Nanoscale science will, I think, be fairly mature by that point, in the sense that people will have a set of correct intuitions about what is going on at that scale. Nanoscale technology will continue to invent new stuff. Molecular manufacturing’s implications may actually start to be recognized by more than a few people. We may get a nanofactory. Once we get the nanofactory, then general purpose manufacturing will accelerate other technologies, including medicine, brain-machine interfaces, and space flight when you can build with materials 100 times as strong as steel, and when you can build complete integrated products without fasteners and with very high reliability. Then, it looks to me like a briefcase orbit is possible. Something weighing maybe fifty pounds, including fuel, might be able to gather its oxygen on the way up and put a kilogram in orbit, which has all sorts of interesting implications, including security implications.

Computers, networks and sensors will continue to become less expensive. Planet-scale engineering appears possible, assuming the raw materials are as inexpensive as agricultural products. If you need to build a gigaton of stuff to deal with global warming, then that’s only ten doublings more than a megaton, which is only ten doublings more than a kiloton, and so on. In a few months you could build a gigaton of stuff, including the solar power gatherers and feedstock processors to feed the nanofactories.

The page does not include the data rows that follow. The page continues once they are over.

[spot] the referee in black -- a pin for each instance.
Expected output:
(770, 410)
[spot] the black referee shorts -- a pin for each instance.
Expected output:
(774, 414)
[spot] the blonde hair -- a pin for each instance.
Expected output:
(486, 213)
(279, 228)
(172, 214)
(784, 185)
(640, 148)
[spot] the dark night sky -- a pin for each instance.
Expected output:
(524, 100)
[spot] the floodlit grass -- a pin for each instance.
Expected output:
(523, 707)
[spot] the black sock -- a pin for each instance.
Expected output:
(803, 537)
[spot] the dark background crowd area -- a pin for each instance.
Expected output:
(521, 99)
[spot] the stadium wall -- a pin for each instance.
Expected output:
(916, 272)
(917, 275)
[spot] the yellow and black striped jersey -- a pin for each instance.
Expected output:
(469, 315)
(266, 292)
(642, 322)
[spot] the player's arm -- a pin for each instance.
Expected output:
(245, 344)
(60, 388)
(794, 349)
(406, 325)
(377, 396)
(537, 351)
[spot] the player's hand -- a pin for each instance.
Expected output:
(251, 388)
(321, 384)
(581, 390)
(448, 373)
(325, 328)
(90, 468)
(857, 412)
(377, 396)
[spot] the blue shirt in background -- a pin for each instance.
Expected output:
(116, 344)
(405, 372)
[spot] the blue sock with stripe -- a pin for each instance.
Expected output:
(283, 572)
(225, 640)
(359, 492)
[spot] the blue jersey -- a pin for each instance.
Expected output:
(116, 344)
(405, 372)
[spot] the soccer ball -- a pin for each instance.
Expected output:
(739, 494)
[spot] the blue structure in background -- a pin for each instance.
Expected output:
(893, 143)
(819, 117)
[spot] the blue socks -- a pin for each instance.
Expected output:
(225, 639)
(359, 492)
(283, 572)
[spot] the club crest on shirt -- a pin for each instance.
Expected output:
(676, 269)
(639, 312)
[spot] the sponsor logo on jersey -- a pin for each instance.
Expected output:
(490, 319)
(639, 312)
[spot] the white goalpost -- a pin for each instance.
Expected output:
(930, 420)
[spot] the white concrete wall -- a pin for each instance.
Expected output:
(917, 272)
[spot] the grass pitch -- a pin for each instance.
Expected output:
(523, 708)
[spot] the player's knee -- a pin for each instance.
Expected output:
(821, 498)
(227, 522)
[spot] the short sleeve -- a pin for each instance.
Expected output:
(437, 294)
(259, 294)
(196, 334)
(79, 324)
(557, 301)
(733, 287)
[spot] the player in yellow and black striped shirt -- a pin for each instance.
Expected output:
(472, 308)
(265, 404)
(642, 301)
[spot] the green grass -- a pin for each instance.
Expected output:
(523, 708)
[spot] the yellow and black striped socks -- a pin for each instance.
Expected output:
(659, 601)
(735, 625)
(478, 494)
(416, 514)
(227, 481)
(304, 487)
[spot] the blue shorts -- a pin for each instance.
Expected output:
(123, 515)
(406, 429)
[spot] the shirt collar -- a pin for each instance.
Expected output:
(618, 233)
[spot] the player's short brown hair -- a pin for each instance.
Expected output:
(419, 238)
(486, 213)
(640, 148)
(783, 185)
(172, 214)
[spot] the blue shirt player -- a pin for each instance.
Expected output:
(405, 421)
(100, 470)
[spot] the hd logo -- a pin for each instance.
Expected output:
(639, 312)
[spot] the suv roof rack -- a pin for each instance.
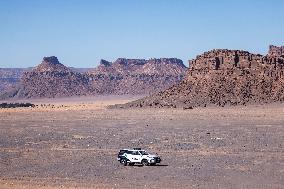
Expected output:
(136, 148)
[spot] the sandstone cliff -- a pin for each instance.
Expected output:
(225, 77)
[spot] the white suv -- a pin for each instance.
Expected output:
(136, 155)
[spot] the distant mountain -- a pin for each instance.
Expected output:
(10, 77)
(137, 76)
(225, 77)
(52, 79)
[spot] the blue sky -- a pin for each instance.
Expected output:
(81, 32)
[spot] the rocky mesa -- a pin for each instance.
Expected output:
(224, 77)
(51, 79)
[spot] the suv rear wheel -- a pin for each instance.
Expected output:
(144, 162)
(123, 162)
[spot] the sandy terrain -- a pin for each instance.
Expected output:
(73, 144)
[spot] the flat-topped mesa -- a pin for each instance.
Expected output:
(172, 61)
(225, 59)
(51, 60)
(51, 64)
(105, 63)
(154, 66)
(276, 51)
(129, 62)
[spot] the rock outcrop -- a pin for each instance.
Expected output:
(124, 76)
(10, 77)
(225, 77)
(137, 76)
(52, 79)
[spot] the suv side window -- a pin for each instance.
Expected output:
(136, 153)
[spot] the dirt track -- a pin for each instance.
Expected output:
(75, 146)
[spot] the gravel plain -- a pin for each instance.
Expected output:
(74, 145)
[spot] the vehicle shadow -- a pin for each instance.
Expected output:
(157, 165)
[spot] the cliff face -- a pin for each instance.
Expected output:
(125, 76)
(276, 51)
(52, 79)
(224, 77)
(137, 76)
(10, 77)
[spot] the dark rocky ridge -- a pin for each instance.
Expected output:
(50, 79)
(225, 77)
(125, 76)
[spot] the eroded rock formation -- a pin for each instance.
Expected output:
(225, 77)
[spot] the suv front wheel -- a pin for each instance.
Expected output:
(123, 162)
(144, 162)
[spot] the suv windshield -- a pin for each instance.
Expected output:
(143, 152)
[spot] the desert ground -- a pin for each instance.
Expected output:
(73, 143)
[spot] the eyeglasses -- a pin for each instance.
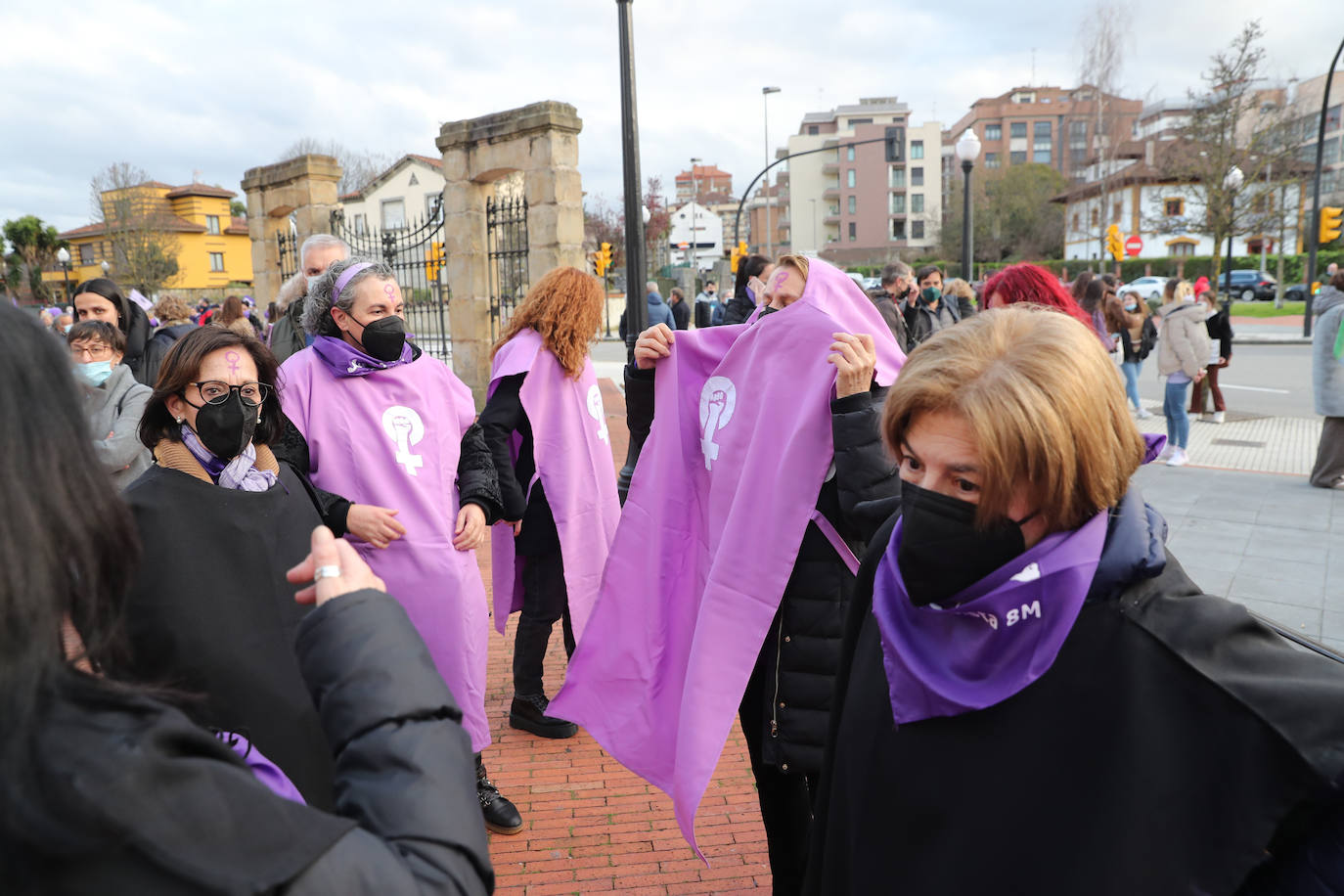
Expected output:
(218, 391)
(96, 352)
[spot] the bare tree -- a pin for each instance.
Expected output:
(139, 223)
(358, 168)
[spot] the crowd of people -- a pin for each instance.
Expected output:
(894, 536)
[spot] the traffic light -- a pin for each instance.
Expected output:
(434, 261)
(1114, 242)
(1330, 227)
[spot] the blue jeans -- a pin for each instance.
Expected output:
(1174, 406)
(1132, 370)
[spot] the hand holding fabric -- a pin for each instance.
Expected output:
(855, 359)
(470, 528)
(374, 524)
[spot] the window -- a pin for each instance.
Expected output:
(394, 214)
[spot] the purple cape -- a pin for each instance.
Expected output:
(708, 535)
(391, 438)
(573, 453)
(1003, 633)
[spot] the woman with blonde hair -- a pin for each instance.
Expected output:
(1031, 680)
(546, 427)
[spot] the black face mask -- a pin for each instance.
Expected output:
(227, 427)
(384, 337)
(941, 550)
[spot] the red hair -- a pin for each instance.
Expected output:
(1034, 285)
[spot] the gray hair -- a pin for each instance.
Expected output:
(317, 308)
(322, 241)
(894, 272)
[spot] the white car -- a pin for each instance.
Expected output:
(1146, 287)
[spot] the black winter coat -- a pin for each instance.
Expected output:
(189, 817)
(802, 648)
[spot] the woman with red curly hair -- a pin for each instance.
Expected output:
(546, 427)
(1034, 285)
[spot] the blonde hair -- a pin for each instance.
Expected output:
(1043, 400)
(566, 308)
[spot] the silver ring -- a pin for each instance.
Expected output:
(327, 572)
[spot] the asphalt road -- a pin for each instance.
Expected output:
(1264, 381)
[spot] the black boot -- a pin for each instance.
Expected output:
(528, 713)
(500, 814)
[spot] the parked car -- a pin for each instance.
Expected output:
(1249, 285)
(1148, 288)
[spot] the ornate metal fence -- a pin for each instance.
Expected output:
(506, 230)
(416, 254)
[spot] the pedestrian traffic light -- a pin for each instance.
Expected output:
(1330, 227)
(1114, 242)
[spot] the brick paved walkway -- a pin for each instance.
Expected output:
(592, 827)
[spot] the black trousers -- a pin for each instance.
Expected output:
(545, 601)
(785, 799)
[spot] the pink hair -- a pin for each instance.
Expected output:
(1035, 285)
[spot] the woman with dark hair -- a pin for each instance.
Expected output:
(107, 788)
(113, 399)
(744, 295)
(101, 299)
(546, 427)
(212, 612)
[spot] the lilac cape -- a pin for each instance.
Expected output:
(717, 511)
(391, 437)
(1003, 633)
(573, 452)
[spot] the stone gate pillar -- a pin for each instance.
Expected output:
(305, 187)
(541, 141)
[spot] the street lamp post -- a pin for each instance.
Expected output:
(1232, 182)
(765, 117)
(64, 256)
(967, 150)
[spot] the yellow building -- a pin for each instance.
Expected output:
(212, 248)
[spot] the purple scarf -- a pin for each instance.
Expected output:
(345, 360)
(1003, 633)
(241, 473)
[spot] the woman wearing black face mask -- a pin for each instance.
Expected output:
(1034, 696)
(222, 520)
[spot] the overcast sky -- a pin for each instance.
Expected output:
(221, 86)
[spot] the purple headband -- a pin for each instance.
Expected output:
(345, 276)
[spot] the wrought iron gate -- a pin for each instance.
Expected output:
(506, 230)
(417, 256)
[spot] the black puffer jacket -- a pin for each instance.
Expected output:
(801, 650)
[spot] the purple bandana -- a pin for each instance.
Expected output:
(345, 360)
(1003, 634)
(241, 473)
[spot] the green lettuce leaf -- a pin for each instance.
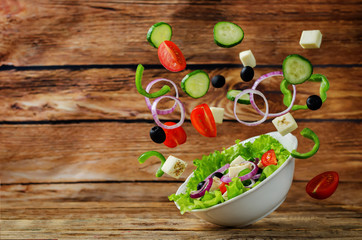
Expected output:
(210, 163)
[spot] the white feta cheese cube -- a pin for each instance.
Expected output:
(237, 161)
(285, 124)
(234, 171)
(218, 114)
(311, 39)
(247, 58)
(174, 166)
(215, 184)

There are lots of ways potentially to get there. About every year I change my mind as to which one is going to work first, because they all look good. Freitas likes direct diamond synthesis using scanning probe microscopes to build the first small robot. Drexler continues to like engineered proteins and other bio-polymers. Tihamer likes large molecular building blocks. Josh Hall likes top-down manufacturing, last I heard. Feynman also liked that. Then there are other covalent solids that might be easier to build and provide a stepping stone from bio to nano. In particular, silica can be built by protein.

The development cost of molecular manufacturing appears to be falling by a factor of ten per decade for a ten year program. A five year program might cost somewhere between five and twenty times as much as a ten year program. Even at $100 billion, it would have been worth it to do this in 1980 because the computers alone would have been worth more than that, not to mention the medical and aerospace advances. It would be worth it toda. It will be worth it in 2020. Basically, as soon as people start to say we really could do this if we got ourselves in gear, then it will get funded and it will happen.

In conclusion, this is where we believe nanotechnology is going. It’s not the only place, because there are lots of amazingly cool applications coming from nanoscale technology, particularly in medicine. But just as digital computers, once they became feasible, totally eclipsed analog computers to the point where now even analog functions, like modems, are purely digital, digital chemistry (molecular manufacturing) is going to be a massively enabling technology for all sorts of other nanotechnologies as well. Even the things we can imagine are mind-blowing, and the things that we can’t imagine are consequences such as geopolitical shifts and medical advances. It’s going to take a lot of work to imagine where this is going and try to prepare for it so that we don’t walk off any of the numerous cliffs that molecular manufacturing opens up in front of us. Thank you.